Smartphones over netbooks
Netbook sales took off over the past few years, and for good reason: these tiny, light computers were tailor-made for the mobile user who increasingly performed most office-related activity online. Netbooks provide some of the convenience and functionality of a full-fledged notebook while weighing less than half of even the lightest units and boasting battery life that can in some cases take you through an entire day without recharging.
But many netbook users quickly bump up against the limitations built in to this form factor. Screens are cramped, and processors are barely adequate for running Windows. In addition, a notebook computer - even if tiny and lightweight - is still a notebook computer, requiring you to stash it, and the inevitable accessories, in some bag that you have to carry around with you.
As smart phones get smarter and more capable, though, many are finding that they provide a reasonable - and in some cases even preferable - alternative to the netbook. Expect that trend to pick up steam in 2010. Surf the web on a smartphone? No problem. Send and receive e-mail? No problem? Put a smartphone in your pocket? Of course. Smartphones vs. netbook? Unless netbooks start offering much more, expect smartphones to get the nod in 2010.
Apple energises e-books
By now, no one underestimates Apple's ability to transform markets with innovative products. The iPod, iPhone, and MacBook are all trend-setters that come to represent the cream-of-the-crop in their respective segments and quickly inspire legions of imitators.

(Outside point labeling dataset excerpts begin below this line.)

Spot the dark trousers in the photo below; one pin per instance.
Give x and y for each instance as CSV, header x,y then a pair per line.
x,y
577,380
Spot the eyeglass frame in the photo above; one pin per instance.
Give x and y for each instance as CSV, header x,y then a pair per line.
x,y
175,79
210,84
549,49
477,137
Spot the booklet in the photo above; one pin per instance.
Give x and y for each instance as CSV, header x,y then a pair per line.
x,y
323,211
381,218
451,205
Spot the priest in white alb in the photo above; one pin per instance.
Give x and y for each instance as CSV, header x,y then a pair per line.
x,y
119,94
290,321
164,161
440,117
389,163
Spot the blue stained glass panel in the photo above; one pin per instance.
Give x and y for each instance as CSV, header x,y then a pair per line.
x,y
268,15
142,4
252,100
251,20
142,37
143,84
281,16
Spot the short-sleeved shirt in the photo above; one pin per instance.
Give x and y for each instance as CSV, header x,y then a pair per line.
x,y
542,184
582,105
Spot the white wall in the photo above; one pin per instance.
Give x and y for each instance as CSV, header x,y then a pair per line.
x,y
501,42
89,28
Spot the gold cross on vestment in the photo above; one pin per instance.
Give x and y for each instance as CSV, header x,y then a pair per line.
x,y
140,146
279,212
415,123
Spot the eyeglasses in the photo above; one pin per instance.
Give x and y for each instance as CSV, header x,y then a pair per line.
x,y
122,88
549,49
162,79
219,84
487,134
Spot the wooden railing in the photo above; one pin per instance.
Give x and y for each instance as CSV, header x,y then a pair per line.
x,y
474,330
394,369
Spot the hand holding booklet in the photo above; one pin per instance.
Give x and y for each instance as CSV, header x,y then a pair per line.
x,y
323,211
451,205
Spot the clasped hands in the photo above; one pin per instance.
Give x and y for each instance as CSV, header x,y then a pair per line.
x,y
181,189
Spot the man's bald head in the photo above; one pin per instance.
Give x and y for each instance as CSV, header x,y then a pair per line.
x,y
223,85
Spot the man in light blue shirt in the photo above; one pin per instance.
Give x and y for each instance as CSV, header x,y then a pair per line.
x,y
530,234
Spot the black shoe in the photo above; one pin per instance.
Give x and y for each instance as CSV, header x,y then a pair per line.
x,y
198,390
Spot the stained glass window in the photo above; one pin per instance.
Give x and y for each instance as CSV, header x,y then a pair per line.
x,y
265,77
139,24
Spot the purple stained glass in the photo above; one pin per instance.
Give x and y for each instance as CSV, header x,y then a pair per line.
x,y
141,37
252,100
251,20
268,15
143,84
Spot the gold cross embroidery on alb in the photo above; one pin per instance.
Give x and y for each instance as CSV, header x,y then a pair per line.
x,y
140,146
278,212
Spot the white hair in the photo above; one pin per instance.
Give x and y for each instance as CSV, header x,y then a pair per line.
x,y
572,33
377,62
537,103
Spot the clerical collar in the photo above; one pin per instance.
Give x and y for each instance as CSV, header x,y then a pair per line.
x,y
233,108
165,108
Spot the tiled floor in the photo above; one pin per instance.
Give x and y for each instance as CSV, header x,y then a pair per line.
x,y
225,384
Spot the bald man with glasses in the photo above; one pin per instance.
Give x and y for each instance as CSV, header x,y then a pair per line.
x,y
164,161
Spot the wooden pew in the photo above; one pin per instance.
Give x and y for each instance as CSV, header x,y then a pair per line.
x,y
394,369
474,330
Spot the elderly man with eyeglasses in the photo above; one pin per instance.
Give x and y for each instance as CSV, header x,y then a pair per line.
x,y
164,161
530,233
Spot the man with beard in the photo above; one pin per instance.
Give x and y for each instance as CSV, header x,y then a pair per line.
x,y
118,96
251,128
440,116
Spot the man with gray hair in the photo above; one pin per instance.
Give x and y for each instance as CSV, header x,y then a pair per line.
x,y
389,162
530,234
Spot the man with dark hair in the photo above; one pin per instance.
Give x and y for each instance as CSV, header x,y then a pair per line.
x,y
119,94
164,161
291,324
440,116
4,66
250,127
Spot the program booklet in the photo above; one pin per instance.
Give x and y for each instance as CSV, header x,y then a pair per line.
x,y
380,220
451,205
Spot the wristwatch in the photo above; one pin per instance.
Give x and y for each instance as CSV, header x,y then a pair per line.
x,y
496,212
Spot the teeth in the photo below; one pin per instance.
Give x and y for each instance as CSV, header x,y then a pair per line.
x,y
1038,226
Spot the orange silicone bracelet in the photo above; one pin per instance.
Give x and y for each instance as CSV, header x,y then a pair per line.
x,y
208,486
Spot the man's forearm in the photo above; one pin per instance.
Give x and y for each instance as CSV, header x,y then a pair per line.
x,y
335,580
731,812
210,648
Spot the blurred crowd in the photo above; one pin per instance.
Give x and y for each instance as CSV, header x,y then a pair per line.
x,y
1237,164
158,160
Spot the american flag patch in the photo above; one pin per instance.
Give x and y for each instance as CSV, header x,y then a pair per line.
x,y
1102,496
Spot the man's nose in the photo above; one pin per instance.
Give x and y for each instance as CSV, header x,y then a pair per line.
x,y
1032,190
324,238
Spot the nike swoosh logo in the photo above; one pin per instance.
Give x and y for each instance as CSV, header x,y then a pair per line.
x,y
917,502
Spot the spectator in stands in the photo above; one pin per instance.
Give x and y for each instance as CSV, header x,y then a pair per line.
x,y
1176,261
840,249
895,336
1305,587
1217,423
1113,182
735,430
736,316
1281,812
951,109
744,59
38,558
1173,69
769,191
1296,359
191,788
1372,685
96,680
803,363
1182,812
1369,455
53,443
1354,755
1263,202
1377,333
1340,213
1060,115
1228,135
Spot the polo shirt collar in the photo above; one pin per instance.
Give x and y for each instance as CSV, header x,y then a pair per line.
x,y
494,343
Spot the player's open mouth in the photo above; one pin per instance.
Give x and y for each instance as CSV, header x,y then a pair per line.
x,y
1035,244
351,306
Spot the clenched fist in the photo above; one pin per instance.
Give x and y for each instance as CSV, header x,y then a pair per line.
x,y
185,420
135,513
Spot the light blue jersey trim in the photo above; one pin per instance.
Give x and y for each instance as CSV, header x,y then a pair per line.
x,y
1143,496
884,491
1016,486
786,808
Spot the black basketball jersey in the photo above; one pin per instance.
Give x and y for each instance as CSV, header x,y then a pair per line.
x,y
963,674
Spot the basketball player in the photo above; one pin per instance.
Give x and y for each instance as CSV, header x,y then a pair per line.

Apple's forthcoming tablet computer, rumoured to be called iTablet, appears destined to follow suit in 2010. Apple is expected to unveil the new device early in the year. Supposedly larger than an iPhone but smaller than a laptop, the thin iTablet can reportedly be used to read e-books, surf the web, play games, and even watch television - all wirelessly.
Apple has been working for some time with selected publishers to port their publications to the new device. When released, the iTablet could shake up not just the computer industry but the publishing industry as well.
Home servers make it home
It's not often that anyone accuses staid old Microsoft of being ahead of the technology curve, but in the case of its Windows Home Server (WHS) product, released a couple of years ago, that case could easily be made. Windows Home Server is designed to back up your home computers, stream music and video throughout your home, and provide an online gateway to your home computers so that you can access them - and their data - while you're on the road.
When WHS was first introduced, few saw the imperative of having such a device. Now, though, with households regularly having multiple computers and the prospect of data loss being more critical than ever, a home server of some kind has become a necessity for many. In 2010, expect more people to realise that while the majority of their technology gets smaller and more portable, a data storage and backup box of some kind is a vital component of an increasingly digital lifestyle.
You enter the cloud
Cloud computing - which essentially amounts to saving, storing, and retrieving your documents and files online - is still struggling for widespread adoption, despite the emergence of very capable cloud computing applications such as Google Docs (http://docs.google.com). There are also some compelling benefits of cloud computing: backups become a non-issue, and you'll have access to your files from any computer, so long as it has an Internet connection.
But cloud computing also means trusting a third-party with your data, and it means that you won't have access to your files if your Internet connection goes down for any reason, so there's almost built in resistance to the concept.
Still, adoption of cloud computing is likely to get a boost in 2010, due in part to the introduction of Microsoft's Office 2010, which offers customers the option of using lightweight browser-based versions of its popular office productivity applications.
You won't even have to purchase Office 2010 to be able to use the cloud counterparts of Word, Excel, and PowerPoint, however. Microsoft has said that anyone who signs up for a free Windows Live account will be able to use the online versions of these products. That should increase the comfort level of millions of currently desktop- bound application users and add momentum to what will undoubtedly be a fixture of computing in the future.
Emergence of Web 3.0
Web 2.0 is all about social networking, community building, and the empowerment of the individual information creator. We've seen what that can do through sites like MySpace, Facebook, and Twitter. We've also seen the limitations of this model, chiefly in the degree to which such megasites create data silos that require users to hop from one to the other in the course of gathering information.
2010 will see the emergence of Web 3.0, the chief goals of which will be to link these vast resources, open up architectures and create hooks so that web developers - and users - can access data from multiple sources using a single interface.
Google is already venturing into this territory by providing real- time search tools that mine information on social networking sites, and a growing number of Web 2.0 sites today are not only acknowledging the existence of other web-based communities and their data but openly providing users with a way to link resources.
Ultimately Web 3.0 applications will allow us to do away with the mountain of user IDs and passwords that we need for today's web in favour of helping us mine the information we need with a minimum of surfing. And by almost any standard, that represents progress.